Preserving & Protecting Your Family’s Assets & Legacy

How the Senior Safe Act could help protect an elder’s assets

by | Apr 29, 2022 | Elder Law |

Congress passed the Senior Safe Act in 2018 to help prevent financial exploitation of older U.S. citizens. As noted by AARP, the Act encourages employees of financial institutions to report suspicions of elder abuse.

A review of a senior’s account history and recent transactions may uncover unusual spending habits. The unfamiliar financial activity could reflect a need to speak with law enforcement.

Reporting on questionable financial activity involving seniors

The Consumer Finance Protection Bureau’s website notes that institutions reported more than $3.4 billion worth of questionable activity involving seniors in 2020. The reports included attempts to swindle money from seniors by depositing fraudulent checks.

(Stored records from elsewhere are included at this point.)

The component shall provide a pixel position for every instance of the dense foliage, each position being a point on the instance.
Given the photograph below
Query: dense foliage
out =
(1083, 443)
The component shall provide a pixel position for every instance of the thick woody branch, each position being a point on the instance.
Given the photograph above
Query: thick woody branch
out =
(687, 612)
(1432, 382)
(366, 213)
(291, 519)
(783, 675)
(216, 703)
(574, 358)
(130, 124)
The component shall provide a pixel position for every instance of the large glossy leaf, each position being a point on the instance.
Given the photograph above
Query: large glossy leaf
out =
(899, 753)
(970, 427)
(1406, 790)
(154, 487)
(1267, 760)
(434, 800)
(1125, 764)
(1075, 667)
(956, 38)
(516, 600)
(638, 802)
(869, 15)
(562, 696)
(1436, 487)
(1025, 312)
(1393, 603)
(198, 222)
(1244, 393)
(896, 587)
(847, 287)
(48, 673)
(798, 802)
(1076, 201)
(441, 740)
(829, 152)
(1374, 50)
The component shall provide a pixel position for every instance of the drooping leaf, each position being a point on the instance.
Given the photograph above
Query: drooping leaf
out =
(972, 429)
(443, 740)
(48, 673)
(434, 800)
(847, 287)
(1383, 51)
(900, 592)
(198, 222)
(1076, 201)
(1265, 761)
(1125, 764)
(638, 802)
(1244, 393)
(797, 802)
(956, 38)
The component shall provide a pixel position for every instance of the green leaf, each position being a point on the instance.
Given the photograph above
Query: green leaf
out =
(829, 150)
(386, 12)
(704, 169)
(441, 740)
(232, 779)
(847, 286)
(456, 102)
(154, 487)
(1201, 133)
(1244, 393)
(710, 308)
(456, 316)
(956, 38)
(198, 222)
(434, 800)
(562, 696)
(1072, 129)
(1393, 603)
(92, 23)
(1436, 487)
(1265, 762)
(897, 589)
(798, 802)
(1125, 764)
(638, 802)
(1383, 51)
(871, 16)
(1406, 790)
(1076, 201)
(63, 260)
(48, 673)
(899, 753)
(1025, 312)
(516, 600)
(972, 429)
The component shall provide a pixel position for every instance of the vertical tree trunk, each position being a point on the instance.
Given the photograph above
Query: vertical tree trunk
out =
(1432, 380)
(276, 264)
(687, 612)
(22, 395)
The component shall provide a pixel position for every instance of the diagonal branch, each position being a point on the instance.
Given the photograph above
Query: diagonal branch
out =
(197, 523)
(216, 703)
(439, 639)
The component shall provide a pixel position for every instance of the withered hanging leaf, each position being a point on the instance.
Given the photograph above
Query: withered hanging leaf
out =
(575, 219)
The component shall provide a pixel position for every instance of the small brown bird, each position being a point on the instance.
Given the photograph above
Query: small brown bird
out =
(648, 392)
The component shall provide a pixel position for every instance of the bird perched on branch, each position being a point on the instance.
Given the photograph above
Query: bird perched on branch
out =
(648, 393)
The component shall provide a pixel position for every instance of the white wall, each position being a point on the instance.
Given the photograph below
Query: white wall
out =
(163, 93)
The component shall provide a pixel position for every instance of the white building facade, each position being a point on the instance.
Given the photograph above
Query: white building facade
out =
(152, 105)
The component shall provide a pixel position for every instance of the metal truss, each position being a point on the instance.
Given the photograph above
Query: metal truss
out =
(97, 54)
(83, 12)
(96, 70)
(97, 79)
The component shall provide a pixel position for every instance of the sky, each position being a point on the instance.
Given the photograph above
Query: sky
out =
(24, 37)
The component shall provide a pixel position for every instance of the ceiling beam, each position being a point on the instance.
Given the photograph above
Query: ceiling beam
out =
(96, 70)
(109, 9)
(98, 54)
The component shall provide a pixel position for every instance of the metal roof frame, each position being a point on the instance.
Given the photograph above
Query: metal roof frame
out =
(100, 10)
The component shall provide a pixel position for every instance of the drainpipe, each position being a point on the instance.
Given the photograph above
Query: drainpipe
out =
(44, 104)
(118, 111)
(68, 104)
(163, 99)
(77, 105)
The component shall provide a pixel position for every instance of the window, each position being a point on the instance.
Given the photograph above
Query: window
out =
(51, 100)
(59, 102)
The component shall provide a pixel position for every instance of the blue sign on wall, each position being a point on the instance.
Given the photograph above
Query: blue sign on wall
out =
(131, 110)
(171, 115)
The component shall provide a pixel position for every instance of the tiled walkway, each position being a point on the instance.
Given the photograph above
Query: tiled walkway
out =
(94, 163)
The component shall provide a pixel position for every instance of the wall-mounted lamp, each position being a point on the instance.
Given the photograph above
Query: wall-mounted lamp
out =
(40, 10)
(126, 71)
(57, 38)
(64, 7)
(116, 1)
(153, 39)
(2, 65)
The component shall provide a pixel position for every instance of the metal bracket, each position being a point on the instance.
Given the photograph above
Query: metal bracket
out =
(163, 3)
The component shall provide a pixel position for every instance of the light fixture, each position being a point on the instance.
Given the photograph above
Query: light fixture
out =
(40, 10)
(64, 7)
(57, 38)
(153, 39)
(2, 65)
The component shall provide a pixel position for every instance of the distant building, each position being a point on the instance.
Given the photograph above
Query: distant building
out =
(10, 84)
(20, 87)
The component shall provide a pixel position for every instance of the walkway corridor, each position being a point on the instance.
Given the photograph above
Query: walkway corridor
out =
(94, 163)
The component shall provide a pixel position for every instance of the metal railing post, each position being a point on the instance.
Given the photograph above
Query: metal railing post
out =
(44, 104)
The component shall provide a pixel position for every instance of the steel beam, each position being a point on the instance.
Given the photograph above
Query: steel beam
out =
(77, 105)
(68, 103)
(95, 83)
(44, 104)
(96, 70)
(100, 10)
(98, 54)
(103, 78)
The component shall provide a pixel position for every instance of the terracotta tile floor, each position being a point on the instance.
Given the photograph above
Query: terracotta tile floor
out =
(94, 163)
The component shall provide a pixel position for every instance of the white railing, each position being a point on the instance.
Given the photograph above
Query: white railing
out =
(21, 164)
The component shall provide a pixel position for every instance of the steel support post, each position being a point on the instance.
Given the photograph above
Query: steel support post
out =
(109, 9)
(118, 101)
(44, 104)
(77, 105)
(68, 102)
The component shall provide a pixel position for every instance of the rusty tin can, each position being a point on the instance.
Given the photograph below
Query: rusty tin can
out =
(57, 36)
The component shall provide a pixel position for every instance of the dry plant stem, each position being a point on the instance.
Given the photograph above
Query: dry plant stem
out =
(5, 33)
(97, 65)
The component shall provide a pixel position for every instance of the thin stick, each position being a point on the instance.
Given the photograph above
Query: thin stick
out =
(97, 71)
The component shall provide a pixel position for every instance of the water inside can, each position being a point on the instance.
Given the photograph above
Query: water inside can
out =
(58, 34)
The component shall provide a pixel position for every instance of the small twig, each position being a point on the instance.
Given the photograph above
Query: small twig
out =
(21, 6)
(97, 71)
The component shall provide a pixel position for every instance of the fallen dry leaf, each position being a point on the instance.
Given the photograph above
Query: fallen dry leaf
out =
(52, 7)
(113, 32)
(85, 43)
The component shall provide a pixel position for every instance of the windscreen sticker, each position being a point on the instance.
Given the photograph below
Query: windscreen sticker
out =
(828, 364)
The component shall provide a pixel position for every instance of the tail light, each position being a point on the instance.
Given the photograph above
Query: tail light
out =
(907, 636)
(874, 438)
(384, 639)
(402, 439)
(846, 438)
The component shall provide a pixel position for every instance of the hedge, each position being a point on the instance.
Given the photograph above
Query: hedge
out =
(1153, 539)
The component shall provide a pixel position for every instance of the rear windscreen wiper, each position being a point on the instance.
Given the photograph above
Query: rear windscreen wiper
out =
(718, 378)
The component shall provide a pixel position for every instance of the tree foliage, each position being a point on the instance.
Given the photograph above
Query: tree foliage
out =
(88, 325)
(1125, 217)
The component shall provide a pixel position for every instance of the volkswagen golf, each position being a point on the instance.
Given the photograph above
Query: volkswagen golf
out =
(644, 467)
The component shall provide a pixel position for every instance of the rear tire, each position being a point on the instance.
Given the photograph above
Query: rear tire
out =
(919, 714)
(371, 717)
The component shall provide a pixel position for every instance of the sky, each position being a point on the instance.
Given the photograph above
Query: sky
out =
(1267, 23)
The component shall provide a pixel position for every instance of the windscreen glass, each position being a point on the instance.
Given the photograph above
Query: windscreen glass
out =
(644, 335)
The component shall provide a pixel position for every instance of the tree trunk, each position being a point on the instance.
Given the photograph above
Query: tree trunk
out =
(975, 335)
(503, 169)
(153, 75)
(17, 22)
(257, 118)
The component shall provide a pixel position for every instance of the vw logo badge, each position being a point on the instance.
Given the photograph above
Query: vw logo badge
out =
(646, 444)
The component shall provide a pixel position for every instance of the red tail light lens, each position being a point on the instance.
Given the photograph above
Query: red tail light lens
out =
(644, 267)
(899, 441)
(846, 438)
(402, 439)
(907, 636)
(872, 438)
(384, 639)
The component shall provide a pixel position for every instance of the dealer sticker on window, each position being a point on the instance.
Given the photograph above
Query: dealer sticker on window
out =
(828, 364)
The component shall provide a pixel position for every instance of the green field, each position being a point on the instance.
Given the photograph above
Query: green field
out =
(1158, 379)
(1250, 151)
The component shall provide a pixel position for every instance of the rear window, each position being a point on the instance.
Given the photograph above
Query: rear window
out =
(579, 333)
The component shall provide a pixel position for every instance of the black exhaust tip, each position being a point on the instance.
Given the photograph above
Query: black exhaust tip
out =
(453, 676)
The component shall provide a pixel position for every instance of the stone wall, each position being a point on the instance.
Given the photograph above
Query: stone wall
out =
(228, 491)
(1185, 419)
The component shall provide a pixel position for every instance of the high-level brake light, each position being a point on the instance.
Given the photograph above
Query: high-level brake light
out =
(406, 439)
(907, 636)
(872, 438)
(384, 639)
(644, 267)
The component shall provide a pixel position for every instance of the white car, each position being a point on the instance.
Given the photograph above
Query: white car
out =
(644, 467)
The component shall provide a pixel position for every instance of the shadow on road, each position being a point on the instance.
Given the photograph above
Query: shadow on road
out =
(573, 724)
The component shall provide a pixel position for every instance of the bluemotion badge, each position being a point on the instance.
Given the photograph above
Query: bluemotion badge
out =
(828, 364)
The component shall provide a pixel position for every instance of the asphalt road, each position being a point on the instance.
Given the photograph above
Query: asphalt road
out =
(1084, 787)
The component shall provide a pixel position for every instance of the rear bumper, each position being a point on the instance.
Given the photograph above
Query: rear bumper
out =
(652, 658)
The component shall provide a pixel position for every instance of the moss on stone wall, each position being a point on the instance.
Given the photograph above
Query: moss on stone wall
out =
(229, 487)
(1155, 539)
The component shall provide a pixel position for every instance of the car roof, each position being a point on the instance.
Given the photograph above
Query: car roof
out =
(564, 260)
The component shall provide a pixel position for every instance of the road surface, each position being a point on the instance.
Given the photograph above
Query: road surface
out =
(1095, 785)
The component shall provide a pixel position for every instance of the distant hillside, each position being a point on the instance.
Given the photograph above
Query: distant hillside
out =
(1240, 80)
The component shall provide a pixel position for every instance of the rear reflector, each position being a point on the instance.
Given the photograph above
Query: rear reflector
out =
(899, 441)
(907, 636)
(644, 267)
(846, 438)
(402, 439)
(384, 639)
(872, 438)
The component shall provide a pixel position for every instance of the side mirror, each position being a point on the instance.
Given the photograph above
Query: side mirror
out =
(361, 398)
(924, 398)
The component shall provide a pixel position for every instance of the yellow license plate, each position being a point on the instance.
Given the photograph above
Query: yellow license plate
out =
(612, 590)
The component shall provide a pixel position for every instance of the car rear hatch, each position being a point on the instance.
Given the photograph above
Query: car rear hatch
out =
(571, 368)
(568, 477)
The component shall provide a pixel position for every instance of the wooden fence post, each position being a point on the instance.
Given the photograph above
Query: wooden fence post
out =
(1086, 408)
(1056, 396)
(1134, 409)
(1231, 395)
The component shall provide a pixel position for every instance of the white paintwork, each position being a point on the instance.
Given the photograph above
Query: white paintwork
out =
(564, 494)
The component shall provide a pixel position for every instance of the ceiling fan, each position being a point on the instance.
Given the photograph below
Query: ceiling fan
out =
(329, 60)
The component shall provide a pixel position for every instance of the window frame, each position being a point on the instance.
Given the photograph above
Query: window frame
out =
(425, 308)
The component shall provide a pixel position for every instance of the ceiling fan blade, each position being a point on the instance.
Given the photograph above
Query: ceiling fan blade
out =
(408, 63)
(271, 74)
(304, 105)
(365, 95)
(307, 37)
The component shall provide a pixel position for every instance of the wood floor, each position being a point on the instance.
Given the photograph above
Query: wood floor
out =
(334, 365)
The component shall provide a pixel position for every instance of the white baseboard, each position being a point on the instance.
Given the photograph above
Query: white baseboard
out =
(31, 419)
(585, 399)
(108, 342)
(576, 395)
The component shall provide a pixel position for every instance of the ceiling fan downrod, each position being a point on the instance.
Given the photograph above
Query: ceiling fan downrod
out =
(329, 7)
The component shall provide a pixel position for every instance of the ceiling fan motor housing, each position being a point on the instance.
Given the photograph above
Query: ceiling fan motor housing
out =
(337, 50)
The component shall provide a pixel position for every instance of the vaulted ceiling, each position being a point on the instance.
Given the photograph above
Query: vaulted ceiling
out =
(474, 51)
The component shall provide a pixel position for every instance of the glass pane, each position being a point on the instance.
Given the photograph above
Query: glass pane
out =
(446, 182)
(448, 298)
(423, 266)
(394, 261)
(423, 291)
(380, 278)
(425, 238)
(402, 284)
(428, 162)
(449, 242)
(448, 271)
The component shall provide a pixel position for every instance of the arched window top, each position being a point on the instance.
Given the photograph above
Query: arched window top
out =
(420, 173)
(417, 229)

The AARP Public Policy Institute revealed that on average, financial exploitation victims lose at least $120,000 each year. To help prevent seniors from fraud or exploitation, financial institutions must take steps to protect their customers by detecting abuse.

Recognizing common symptoms of elder abuse or exploitation

The Senior Safe Act requires financial institutions to train their employees to recognize warning signs of elder abuse. As reported by Kiplinger’s Personal Finance, common signs include a senior writing a check to a stranger or using an ATM at unusual times.

As individuals grow older, they may face a greater likelihood of issues involving judgment and memory. Some seniors become more vulnerable to financial exploitation.

Families may also take steps to protect their assets and estates from fraud. Creating a durable power of attorney (“POA”), for example, is essential if the time comes that an individual needs assistance with financial transactions. A POA designates a trusted individual (“agent”) who has the authority to manage a senior’s affairs. Families may then monitor spending and hold an exploitative agent accountable. An agent under a POA has a legal obligation to act in the best interests of the individual.  Transferring assets to trusts is another form of financial protection.